You see, I mean no harm. I am merely a smart ass exercising my right to make trouble where there is none. While there is no scarcity of mail art breakthroughs that one could write about, this pamphlet will not be one of them. But if history has taught us anything, it is that someone, some day will host a panel discussion on it, just the same. Many thanks to Champe Smith and the Center for Book Arts for including me in their show, and to John Held Jr. for moderating the panel.
I think mail art is like the masked shrew. The masked shrew (Sorex cinereus) is the most widely distributed shrew in North America, 3 to 4 inches long including a tail under 2 inches. They weigh less than a dime.

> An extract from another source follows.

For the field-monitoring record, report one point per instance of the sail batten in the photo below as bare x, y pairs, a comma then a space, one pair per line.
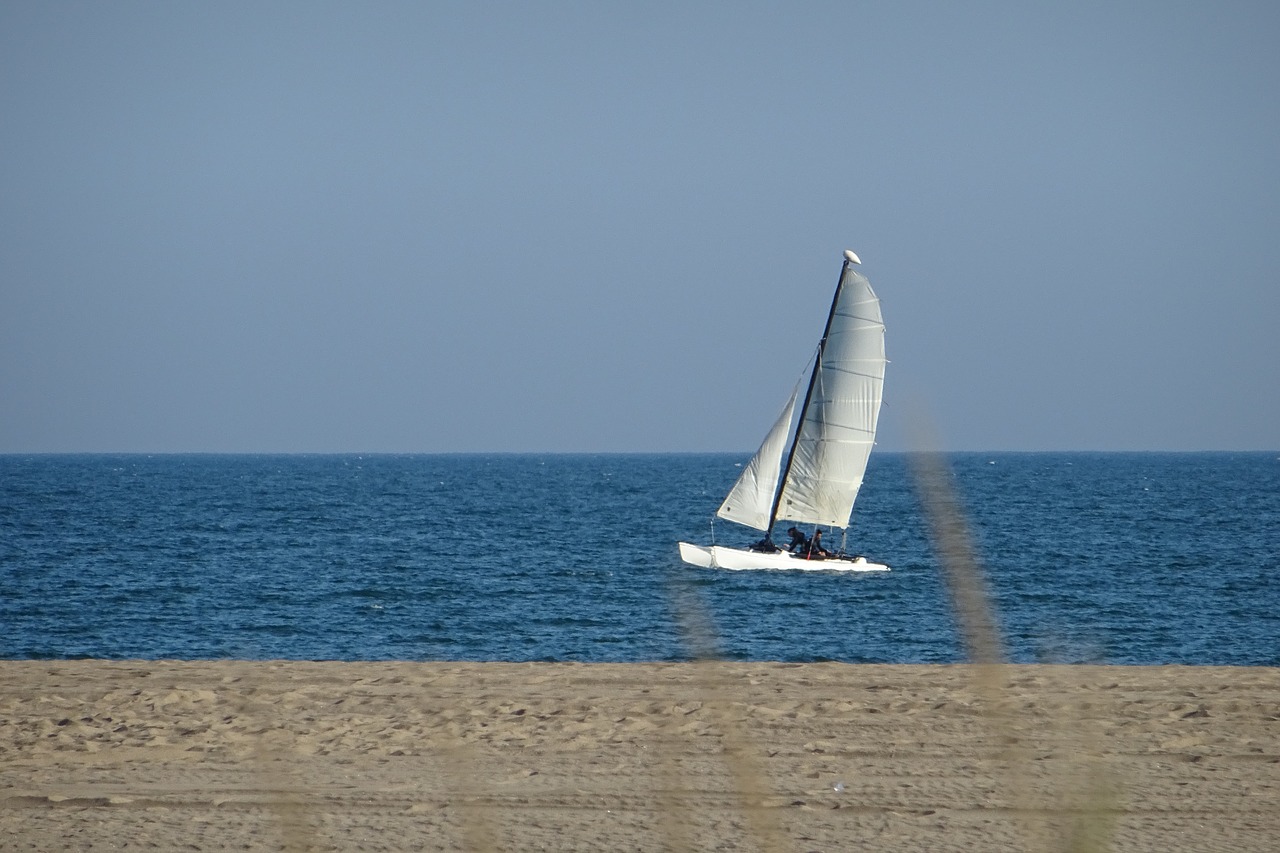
836, 432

Masked shrews, living under rocks, spend most of their lives in underground runways they construct, or in the tunnels of mice or other small mammals. They are good swimmers but rarely enter the water. Their ability to see and smell are poor, but their sense of touch is well-developed.
Masked shrews eat insects, worms, slugs, snails, mollusks and carrion.
Masked shrews are active day and night, but especially at dusk. An individual’s heart beats 1,200 times per minute, evidencing its rapid metabolism. As a result they don’t live long.
Owls, hawks, herons, shrikes, weasels, foxes, cats and larger shrews kill the masked shrews, few of which reach their maximum lifespan of about 18 months.